2. Miami, Florida (23.8% ROI): Miami’s allure as a luxury destination and cultural hub remains strong. ADR is around $350, with an occupancy rate of 75%. Major events, international business, and a thriving arts scene fuel demand. Coastal property is susceptible to hurricane damage and rising insurance costs.
3. Phoenix, Arizona (22.9% ROI): Phoenix benefits from a warm climate and affordability compared to other major cities. ADR averages $210 with an occupancy rate of 72%. Demand is boosted by spring training, outdoor activities, and a growing tech industry. Water scarcity is a long-term concern.
4. Austin, Texas (22.5% ROI): Austin’s status as a tech hub and cultural center continues to attract a diverse range of visitors. ADR is approximately $260 with an occupancy rate of 70%. Major festivals, conferences, and a thriving music scene drive demand. Rapid growth is straining infrastructure.

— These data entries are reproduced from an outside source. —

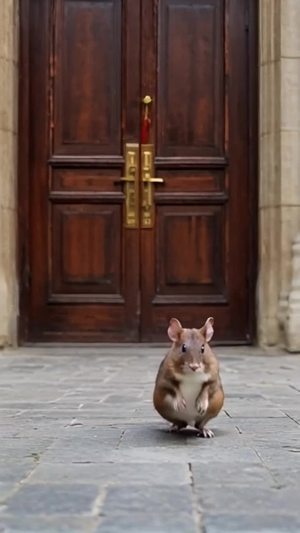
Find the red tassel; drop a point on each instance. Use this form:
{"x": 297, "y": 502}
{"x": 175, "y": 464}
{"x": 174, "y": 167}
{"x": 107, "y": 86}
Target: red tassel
{"x": 145, "y": 131}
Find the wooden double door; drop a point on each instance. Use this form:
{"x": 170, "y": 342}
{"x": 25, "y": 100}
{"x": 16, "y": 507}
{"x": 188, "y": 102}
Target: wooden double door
{"x": 104, "y": 258}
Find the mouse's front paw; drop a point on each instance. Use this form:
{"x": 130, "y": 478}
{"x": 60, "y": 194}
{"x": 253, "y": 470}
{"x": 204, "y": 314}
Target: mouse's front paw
{"x": 179, "y": 403}
{"x": 202, "y": 405}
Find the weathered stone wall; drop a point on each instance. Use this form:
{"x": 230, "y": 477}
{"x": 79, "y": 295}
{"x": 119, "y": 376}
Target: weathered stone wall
{"x": 279, "y": 140}
{"x": 8, "y": 168}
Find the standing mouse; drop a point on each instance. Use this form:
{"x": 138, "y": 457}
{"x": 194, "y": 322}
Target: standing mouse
{"x": 188, "y": 388}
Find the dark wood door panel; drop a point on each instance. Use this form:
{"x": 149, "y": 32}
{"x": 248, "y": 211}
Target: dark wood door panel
{"x": 87, "y": 77}
{"x": 190, "y": 255}
{"x": 190, "y": 85}
{"x": 86, "y": 254}
{"x": 85, "y": 67}
{"x": 197, "y": 259}
{"x": 83, "y": 106}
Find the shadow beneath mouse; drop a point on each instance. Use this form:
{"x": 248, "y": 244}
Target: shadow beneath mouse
{"x": 187, "y": 433}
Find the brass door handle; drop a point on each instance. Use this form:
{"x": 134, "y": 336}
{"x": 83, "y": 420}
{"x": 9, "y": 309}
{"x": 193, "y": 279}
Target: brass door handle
{"x": 131, "y": 186}
{"x": 153, "y": 180}
{"x": 148, "y": 208}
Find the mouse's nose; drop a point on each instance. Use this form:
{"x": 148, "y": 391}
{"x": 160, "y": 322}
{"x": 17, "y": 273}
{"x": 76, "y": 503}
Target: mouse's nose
{"x": 194, "y": 366}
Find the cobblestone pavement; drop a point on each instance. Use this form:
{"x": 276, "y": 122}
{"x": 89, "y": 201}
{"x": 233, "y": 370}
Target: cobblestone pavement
{"x": 82, "y": 448}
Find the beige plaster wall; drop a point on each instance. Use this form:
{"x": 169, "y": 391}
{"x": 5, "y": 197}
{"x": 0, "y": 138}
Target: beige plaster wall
{"x": 8, "y": 168}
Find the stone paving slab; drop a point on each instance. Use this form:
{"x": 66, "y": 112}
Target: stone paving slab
{"x": 82, "y": 449}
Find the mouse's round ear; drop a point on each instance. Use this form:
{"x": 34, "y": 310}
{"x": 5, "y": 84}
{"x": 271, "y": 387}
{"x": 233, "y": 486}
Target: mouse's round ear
{"x": 174, "y": 329}
{"x": 207, "y": 330}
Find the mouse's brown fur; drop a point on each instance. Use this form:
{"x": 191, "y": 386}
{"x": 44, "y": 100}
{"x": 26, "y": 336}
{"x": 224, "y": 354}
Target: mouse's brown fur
{"x": 188, "y": 388}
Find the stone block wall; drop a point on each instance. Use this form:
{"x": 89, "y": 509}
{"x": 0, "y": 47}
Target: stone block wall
{"x": 8, "y": 168}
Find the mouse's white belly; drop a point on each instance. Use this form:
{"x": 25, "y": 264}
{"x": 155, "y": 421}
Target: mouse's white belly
{"x": 190, "y": 388}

5. Charleston, South Carolina (21.8% ROI): Charleston’s historic charm and culinary scene make it a popular tourist destination. ADR averages $275 with an occupancy rate of 73%. Demand is driven by history buffs, foodies, and couples seeking a romantic getaway. Strict regulations on short-term rentals are present in some areas.
6. Savannah, Georgia (21.5% ROI): Savannah’s unique atmosphere and architectural beauty attract a steady stream of visitors. ADR is around $240 with an occupancy rate of 71%. Demand is fueled by history tours, ghost tours, and a vibrant arts scene. Seasonal tourism can lead to occupancy fluctuations.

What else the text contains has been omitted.